New York City-based composer Raymond Lustig has a background in science, and is a published researcher in molecular biology, with previous posts at Massachusetts General Hospital and Columbia University. Lustig's wife, Dr. Ana Berlin, is a surgeon and palliative care specialist on the frontlines of the coronavirus pandemic at Columbia University Irving Medical Center.

Lustig says, "During the years we were working on SEMMELWEIS, I'd come to think of the Ignaz Semmelweis story as an allegory for climate change. This recent turn of events brings it full circle in a way that further highlights the universality of the story. It ends up being a story of course about our incredible human capacity for denial, about our most stubborn blind spots. What urgent truth is out there right now, looming, just out of our capacity to accept it?"

SEMMELWEIS asks what it is like to be the first to see into a terrible blind spot, to perceive a truth too awful to believe, to disrupt a powerfully held world-view, to experience a world dismissive of and even hostile to your idea, and to fear that the answer may die with you. What is it like to have the earth-shattering insight of a cure, and yet be haunted by the countless mothers that would never be saved?

The production, featuring a cast of all women with the exception of Dr. Semmelweis, shines light on the role of women - from patients, to sex workers, to midwives, to Dr. Semmelweis' own wife, Mária - and illuminates the cost to their bodies, lives, and families when powerful men prioritize the preservation of their own power over their duty to truth. SEMMELWEIS explores what happens to a man whose conscience will not let him participate in a deadly and sexist status quo.

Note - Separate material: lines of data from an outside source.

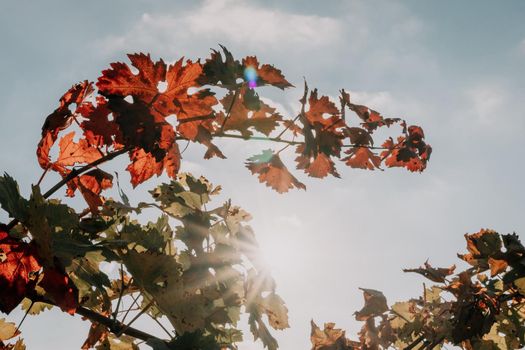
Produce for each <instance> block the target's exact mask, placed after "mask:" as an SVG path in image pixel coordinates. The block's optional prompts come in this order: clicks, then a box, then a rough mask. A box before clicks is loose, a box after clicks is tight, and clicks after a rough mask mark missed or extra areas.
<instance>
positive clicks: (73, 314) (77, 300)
mask: <svg viewBox="0 0 525 350" xmlns="http://www.w3.org/2000/svg"><path fill="white" fill-rule="evenodd" d="M38 285H39V286H40V287H42V288H43V289H44V290H45V291H46V294H47V296H48V297H50V299H51V300H52V301H53V302H54V303H55V305H56V306H58V307H60V309H61V310H62V311H65V312H67V313H69V314H70V315H74V314H75V311H76V309H77V307H78V289H77V288H76V287H75V285H74V284H73V282H72V281H71V279H70V278H69V276H68V275H67V274H66V273H64V272H60V271H58V270H57V269H56V268H45V269H44V272H43V278H42V280H41V281H40V282H39V283H38Z"/></svg>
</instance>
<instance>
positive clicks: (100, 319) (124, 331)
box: [76, 306, 164, 341]
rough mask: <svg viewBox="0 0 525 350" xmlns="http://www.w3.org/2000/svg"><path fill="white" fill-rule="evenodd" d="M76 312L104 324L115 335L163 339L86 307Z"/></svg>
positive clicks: (161, 339) (151, 338)
mask: <svg viewBox="0 0 525 350" xmlns="http://www.w3.org/2000/svg"><path fill="white" fill-rule="evenodd" d="M76 313H77V314H79V315H80V316H84V317H85V318H87V319H89V320H90V321H94V322H96V323H100V324H102V325H104V326H106V327H107V328H108V330H109V331H110V332H111V333H113V334H115V335H118V334H120V335H122V334H127V335H129V336H131V337H134V338H137V339H141V340H144V341H148V340H149V339H156V340H159V341H164V340H162V339H160V338H157V337H155V336H153V335H151V334H149V333H146V332H143V331H141V330H139V329H136V328H133V327H130V326H129V325H128V326H126V325H125V324H123V323H122V322H119V321H117V320H112V319H110V318H108V317H106V316H103V315H101V314H99V313H97V312H95V311H92V310H90V309H88V308H85V307H83V306H81V307H79V308H78V309H77V310H76Z"/></svg>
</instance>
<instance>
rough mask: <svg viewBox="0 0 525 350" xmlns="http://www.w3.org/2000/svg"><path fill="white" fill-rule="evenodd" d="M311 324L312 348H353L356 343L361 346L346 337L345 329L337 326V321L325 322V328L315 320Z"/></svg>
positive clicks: (351, 348)
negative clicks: (319, 326) (340, 327)
mask: <svg viewBox="0 0 525 350" xmlns="http://www.w3.org/2000/svg"><path fill="white" fill-rule="evenodd" d="M310 325H311V332H310V341H311V342H312V350H353V349H355V346H356V345H357V346H359V343H356V342H352V341H350V340H349V339H347V338H346V336H345V331H343V330H341V329H339V328H335V323H325V324H324V329H323V330H321V329H320V328H319V327H318V326H317V325H316V324H315V322H314V321H313V320H312V321H310Z"/></svg>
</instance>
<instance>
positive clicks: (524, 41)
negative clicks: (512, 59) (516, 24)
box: [518, 39, 525, 55]
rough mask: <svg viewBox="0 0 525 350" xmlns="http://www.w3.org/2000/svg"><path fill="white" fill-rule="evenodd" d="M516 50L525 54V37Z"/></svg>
mask: <svg viewBox="0 0 525 350" xmlns="http://www.w3.org/2000/svg"><path fill="white" fill-rule="evenodd" d="M518 50H519V51H520V53H521V54H523V55H525V39H523V40H522V41H521V42H520V43H519V45H518Z"/></svg>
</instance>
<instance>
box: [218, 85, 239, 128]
mask: <svg viewBox="0 0 525 350" xmlns="http://www.w3.org/2000/svg"><path fill="white" fill-rule="evenodd" d="M239 90H240V88H239V87H237V88H236V89H235V94H233V99H232V102H231V103H230V107H228V111H227V112H226V116H224V120H223V121H222V125H221V129H220V131H221V132H222V131H223V130H224V126H225V125H226V121H227V120H228V118H229V117H230V113H231V111H232V109H233V105H234V104H235V100H237V97H239Z"/></svg>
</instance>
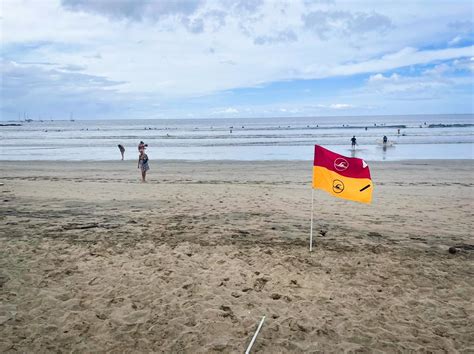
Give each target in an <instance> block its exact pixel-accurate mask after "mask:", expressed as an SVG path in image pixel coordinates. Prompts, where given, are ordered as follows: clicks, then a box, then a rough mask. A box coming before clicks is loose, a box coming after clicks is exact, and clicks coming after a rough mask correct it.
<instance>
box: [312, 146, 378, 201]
mask: <svg viewBox="0 0 474 354" xmlns="http://www.w3.org/2000/svg"><path fill="white" fill-rule="evenodd" d="M313 188H317V189H322V190H324V191H326V192H328V193H329V194H331V195H333V196H335V197H338V198H343V199H348V200H353V201H356V202H361V203H371V202H372V190H373V184H372V180H371V178H370V170H369V166H368V165H367V164H366V163H365V161H364V160H362V159H358V158H350V157H345V156H342V155H339V154H336V153H334V152H332V151H329V150H327V149H324V148H323V147H321V146H318V145H316V146H315V152H314V165H313Z"/></svg>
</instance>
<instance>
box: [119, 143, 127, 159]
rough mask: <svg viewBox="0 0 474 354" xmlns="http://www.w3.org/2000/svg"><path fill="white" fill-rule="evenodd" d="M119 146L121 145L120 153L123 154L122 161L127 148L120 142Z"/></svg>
mask: <svg viewBox="0 0 474 354" xmlns="http://www.w3.org/2000/svg"><path fill="white" fill-rule="evenodd" d="M118 147H119V150H120V153H121V154H122V161H123V157H124V155H125V148H124V147H123V145H121V144H118Z"/></svg>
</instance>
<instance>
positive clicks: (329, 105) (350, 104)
mask: <svg viewBox="0 0 474 354" xmlns="http://www.w3.org/2000/svg"><path fill="white" fill-rule="evenodd" d="M329 108H331V109H349V108H354V106H353V105H351V104H347V103H333V104H330V105H329Z"/></svg>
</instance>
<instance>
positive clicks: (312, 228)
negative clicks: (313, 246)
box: [309, 188, 314, 252]
mask: <svg viewBox="0 0 474 354" xmlns="http://www.w3.org/2000/svg"><path fill="white" fill-rule="evenodd" d="M313 210H314V188H311V231H310V234H309V251H310V252H311V251H312V250H313Z"/></svg>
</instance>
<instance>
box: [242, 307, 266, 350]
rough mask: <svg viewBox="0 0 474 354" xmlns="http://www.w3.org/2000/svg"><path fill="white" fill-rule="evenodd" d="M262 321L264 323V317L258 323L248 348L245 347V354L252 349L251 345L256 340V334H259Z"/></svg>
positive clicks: (263, 316)
mask: <svg viewBox="0 0 474 354" xmlns="http://www.w3.org/2000/svg"><path fill="white" fill-rule="evenodd" d="M264 321H265V316H263V317H262V320H261V321H260V323H259V325H258V328H257V330H256V331H255V334H254V335H253V337H252V340H251V341H250V344H249V346H248V347H247V350H246V351H245V354H249V353H250V349H252V346H253V343H255V339H257V336H258V332H260V329H261V328H262V326H263V322H264Z"/></svg>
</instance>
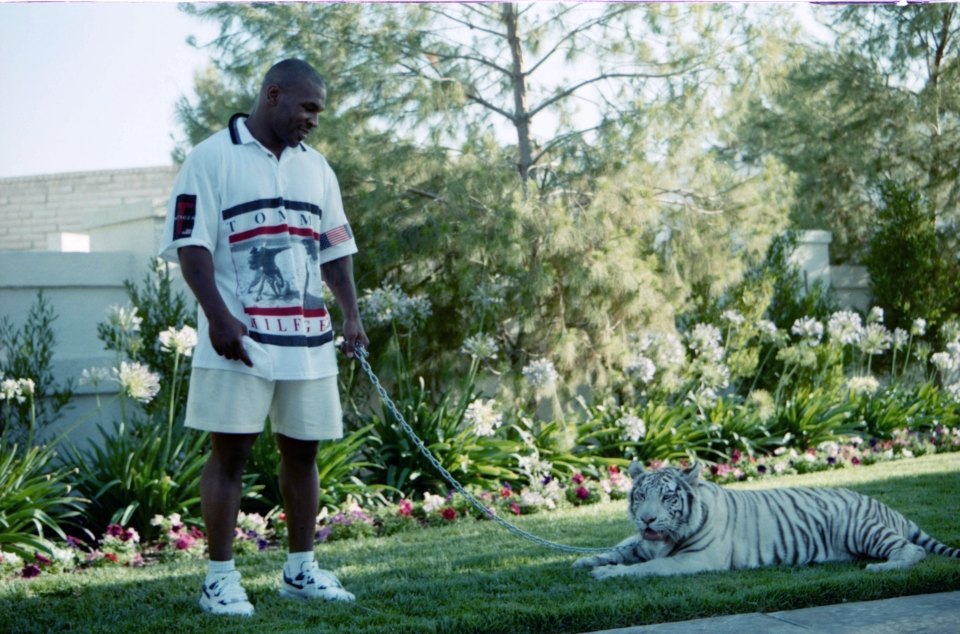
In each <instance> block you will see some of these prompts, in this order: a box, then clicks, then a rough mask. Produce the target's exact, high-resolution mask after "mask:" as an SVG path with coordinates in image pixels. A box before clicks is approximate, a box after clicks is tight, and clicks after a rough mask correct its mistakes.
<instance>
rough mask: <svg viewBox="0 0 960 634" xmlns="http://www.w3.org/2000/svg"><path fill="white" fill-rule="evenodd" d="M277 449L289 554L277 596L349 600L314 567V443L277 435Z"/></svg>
mask: <svg viewBox="0 0 960 634" xmlns="http://www.w3.org/2000/svg"><path fill="white" fill-rule="evenodd" d="M277 445H278V446H279V448H280V492H281V494H282V495H283V508H284V511H286V514H287V537H288V540H289V545H290V553H289V555H288V556H287V563H286V565H285V566H284V567H283V585H282V586H281V589H280V594H281V596H285V597H296V598H300V599H325V600H327V601H353V600H354V596H353V594H351V593H349V592H347V591H346V590H344V589H343V586H342V585H340V581H339V580H338V579H337V577H336V576H335V575H334V574H333V573H332V572H329V571H327V570H321V569H320V568H319V567H318V566H317V562H316V561H315V559H314V553H313V540H314V535H315V533H316V527H317V507H318V506H319V505H320V485H319V478H318V476H317V445H318V443H317V441H315V440H310V441H305V440H296V439H294V438H290V437H289V436H284V435H283V434H277Z"/></svg>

SEMMELWEIS's story is symbol-driven and tightly integrated with movement, staging, lighting, projection, and voiceover to convey the essential narrative outline. SEMMELWEIS blends elements of song cycle, choral opera, pure-tone sacred vocal singing style, and pop and musical theater influences. The work is scored for women's vocal ensemble, baritone soloist, and seven instrumentalists. Specially designed music boxes and tuned bells are played onstage by all soloists and chorus, and four dancers, choreographed by Anna Biczók, are interwoven with the singing cast.

SEMMELWEIS owes its inception to The American Opera Project's Composers and the Voice residency. Several early workshops, directed by Matt Gray, were staged with AOP's generous support at Galapagos Art Space in Brooklyn, HERE Arts in New York City, the New York Academy of Medicine, and South Oxford Space, Brooklyn, and selected for a special AOP workshop with eminent director Jonathan Miller. The National Arts Club (NYC) also presented a concert performance of the full music of SEMMELWEIS on Sept 11, 2017, conducted by Ryan McAdams, with executive producer Edward Andrews. Additional support comes from the Alfred P. Sloan Foundation, Ensemble Studio Theater, Musiktheater Wien, and Dr. Warren Widmann.